Y ya están poniendo nombres para sondear la posibilidad de reestructurar el equipo antes de llegar el partido de estrellas, que firma la mitad de la temporada 2014-2015.
Dos de estos jugadores son el español José Calderón y el italiano Andrea Bagnani, quienes no han podido contribuir para evitar la peor temporada del equipo en su historia.
Las cuestiones, además de las de juego, son económicas en el equipo.
Para ello, basta mirar los 15 millones de dólares que debe devengar en las próximas dos temporadas, un monto que seguramente muchos equipos no querían cubrir, viendo el desempeño del europeo, con apenas 9.3 puntos por partido.
El caso de Bagnani no se aleja mucho de el problema que tiene el propio equipo de Nueva York.
El italiano solo ha jugado solo 22 minutos en esta temporada, debido a una serie de lesiones isquiotibiales y de pantorrillas.
Ha sido casi improductivo para los Knicks desde que fue adquirido procedente de los Raptors de Toronto antes de la temporada 2013-14.
Ni hablar de Amare Stoudemire. Las lesiones en sus rodillas han sido una pesadilla para él y por ende, para los Knicks.
El jugador ya tiene 32 años, y su tiempo de gran estrella simplemente está en el olvido, porque vive permanentemente con sus problemas físicos.

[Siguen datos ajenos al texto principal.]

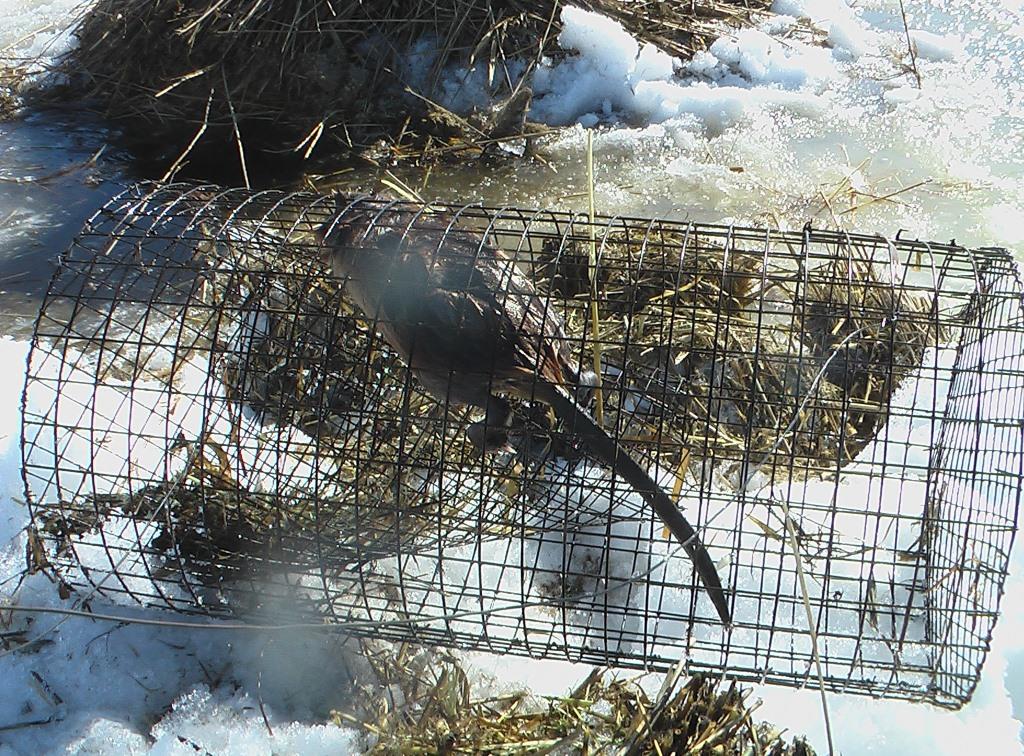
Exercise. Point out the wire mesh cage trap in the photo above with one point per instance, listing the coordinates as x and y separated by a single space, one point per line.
211 424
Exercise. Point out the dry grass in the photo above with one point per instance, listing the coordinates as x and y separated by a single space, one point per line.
429 708
229 82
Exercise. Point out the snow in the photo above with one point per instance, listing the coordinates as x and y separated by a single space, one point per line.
796 118
38 32
931 46
97 687
613 77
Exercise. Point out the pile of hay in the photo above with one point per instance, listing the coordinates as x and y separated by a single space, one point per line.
742 360
429 707
258 84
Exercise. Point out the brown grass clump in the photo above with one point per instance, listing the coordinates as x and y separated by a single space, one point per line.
280 83
430 709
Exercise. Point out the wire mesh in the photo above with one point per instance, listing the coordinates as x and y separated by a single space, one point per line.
211 425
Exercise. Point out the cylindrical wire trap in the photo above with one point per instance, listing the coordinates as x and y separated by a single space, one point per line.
211 425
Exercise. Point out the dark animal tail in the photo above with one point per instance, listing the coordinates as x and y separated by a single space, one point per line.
579 421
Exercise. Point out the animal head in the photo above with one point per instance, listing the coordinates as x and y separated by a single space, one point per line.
340 236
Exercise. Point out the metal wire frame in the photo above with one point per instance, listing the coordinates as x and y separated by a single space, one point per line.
209 426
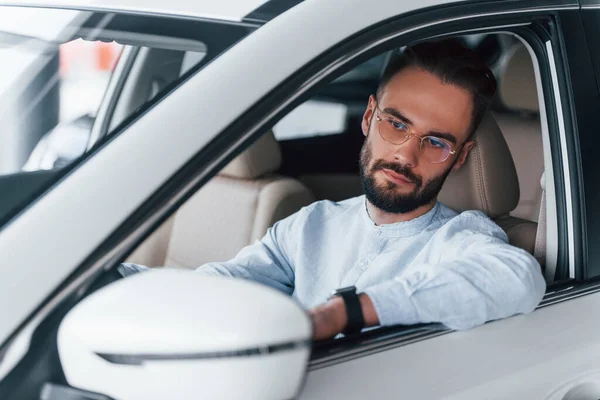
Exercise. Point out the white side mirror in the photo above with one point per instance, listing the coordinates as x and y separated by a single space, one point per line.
169 334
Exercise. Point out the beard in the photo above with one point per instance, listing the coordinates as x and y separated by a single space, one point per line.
385 196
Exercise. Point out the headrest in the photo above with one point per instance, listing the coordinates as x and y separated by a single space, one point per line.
261 158
488 179
518 89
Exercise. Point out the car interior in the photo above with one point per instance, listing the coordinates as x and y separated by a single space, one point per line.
285 170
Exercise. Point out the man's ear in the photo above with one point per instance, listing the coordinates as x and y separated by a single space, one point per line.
462 157
368 115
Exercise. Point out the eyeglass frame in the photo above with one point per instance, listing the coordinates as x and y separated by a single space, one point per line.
411 133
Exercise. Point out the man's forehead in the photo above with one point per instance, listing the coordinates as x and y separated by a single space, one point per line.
429 103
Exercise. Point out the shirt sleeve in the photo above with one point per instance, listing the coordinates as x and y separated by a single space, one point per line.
487 280
267 261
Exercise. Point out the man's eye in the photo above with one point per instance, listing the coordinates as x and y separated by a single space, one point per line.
399 126
435 142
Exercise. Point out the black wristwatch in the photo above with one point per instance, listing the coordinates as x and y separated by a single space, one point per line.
356 320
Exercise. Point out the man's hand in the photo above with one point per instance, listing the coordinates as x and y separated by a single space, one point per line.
330 318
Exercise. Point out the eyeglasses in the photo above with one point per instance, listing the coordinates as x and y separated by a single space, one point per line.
394 131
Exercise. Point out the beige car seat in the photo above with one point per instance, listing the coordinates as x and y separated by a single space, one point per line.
488 182
522 128
231 211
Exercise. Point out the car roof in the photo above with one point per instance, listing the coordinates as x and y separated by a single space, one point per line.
226 10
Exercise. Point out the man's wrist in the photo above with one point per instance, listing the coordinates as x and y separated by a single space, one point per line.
368 309
338 312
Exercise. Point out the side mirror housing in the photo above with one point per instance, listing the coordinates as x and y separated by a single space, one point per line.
172 334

Está en su último año de contrato, cifrado en 23 millones de dólares por temporada.
Si Phil Jackson es capaz de hacer los movimientos correctos, es posible que los Knicks vean algo decente en la segunda mitad de los temporada.
Después de todo, las críticas han bajado su tono, aunque Nueva York no deja de ser la ciudad donde hay que ser firmes para triunfar.